Manhunt for an elusive mutant gene
- Wits University
Chris Mathew is a Distinguished Professor in the Sydney Brenner Institute for Molecular Bioscience.
Distinguished Professor Chris Mathew is on a mission to find the specific gene that causes cancer of the oesophagus, which is common among black African populations in southern and East Africa.
While many epidemiological studies have been done to establish the cause of this cancer – which include tobacco-smoking, alcohol use, smoke inhalation from home cooking fires, poor nutrition and fungal-contaminated maize – no single major cause has yet been identified.
Cancer of the oesophagus has a poor prognosis.
“A major problem is that by the time patients come to the clinics, the cancer is often advanced and the tumour partially blocks the oesophagus, making it difficult to swallow. Patients are extremely thin, and at this stage the cancer is very difficult to cure,” says Mathew.
Mathew is from the Department of Medical and Molecular Genetics at King’s College, London, where he will continue his work, sharing his time between there and Wits.

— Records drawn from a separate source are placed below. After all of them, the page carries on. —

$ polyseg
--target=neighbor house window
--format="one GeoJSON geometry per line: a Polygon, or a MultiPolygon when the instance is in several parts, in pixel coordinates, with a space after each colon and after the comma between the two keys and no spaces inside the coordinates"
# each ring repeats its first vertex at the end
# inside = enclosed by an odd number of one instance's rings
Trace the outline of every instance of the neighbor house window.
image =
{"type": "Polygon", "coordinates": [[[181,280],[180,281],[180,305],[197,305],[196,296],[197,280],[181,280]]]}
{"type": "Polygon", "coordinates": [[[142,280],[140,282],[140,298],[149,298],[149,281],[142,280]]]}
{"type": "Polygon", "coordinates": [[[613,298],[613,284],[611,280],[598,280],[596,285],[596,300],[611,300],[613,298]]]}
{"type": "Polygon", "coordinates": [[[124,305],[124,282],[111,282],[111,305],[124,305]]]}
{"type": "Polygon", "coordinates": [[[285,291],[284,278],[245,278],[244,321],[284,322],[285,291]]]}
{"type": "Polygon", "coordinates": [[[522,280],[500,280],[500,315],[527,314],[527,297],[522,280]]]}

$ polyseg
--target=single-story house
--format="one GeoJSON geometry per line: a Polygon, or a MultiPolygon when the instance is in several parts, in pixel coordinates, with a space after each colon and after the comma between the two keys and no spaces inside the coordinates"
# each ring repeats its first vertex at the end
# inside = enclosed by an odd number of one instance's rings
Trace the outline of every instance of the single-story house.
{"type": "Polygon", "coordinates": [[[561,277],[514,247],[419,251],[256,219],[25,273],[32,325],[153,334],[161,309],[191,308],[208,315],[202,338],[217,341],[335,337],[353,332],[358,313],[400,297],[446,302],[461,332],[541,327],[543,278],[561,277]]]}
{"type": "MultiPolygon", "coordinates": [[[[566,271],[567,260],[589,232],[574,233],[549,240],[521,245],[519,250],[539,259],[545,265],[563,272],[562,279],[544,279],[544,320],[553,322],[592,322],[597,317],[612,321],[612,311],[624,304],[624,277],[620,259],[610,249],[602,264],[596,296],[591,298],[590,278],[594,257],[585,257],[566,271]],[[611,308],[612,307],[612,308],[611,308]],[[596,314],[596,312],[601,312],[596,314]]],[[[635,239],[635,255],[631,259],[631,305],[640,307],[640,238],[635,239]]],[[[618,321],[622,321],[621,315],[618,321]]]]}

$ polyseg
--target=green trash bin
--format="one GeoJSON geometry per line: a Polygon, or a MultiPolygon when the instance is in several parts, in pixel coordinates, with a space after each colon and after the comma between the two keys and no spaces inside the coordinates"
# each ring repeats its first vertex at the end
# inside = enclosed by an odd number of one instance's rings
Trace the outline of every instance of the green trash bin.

He has been researching new approaches to accessing the Sub-Saharan oesophageal cancer genome for several years.
Joining Wits as a Distinguished Professor in the Sydney Brenner Institute for Molecular Bioscience in February 2015, Mathew will be building a research group of postdoctoral fellows and postgraduate students to develop an internationally competitive research programme on the genetics of African cancers.
“Because I am South African, I was always aware of this cancer,” says Mathew.
“We think there are genetic factors in these populations that make them more susceptible to oesophageal cancer, and that the combination of genes and particular environmental exposures triggers its development.”
Working with colleagues at Wits and the National Health Laboratory Sciences, his research group will go on a nationwide hunt, aiming to scan the entire genomes of 2000 cancer patients to look for genes that increase the risk of this cancer.
“We will look for inherited genetic variants in patients that increase cancer susceptibility, and we will sequence the DNA of the tumours from the patients to look for mutations in the tumour cells which contribute to cancer development,” says Mathew.
“We are building partnerships with the International Cancer Genome Consortium who will help us to understand the molecular pathways that are driving this cancer and train a new generation of African scientists in cancer genomics,” he explains.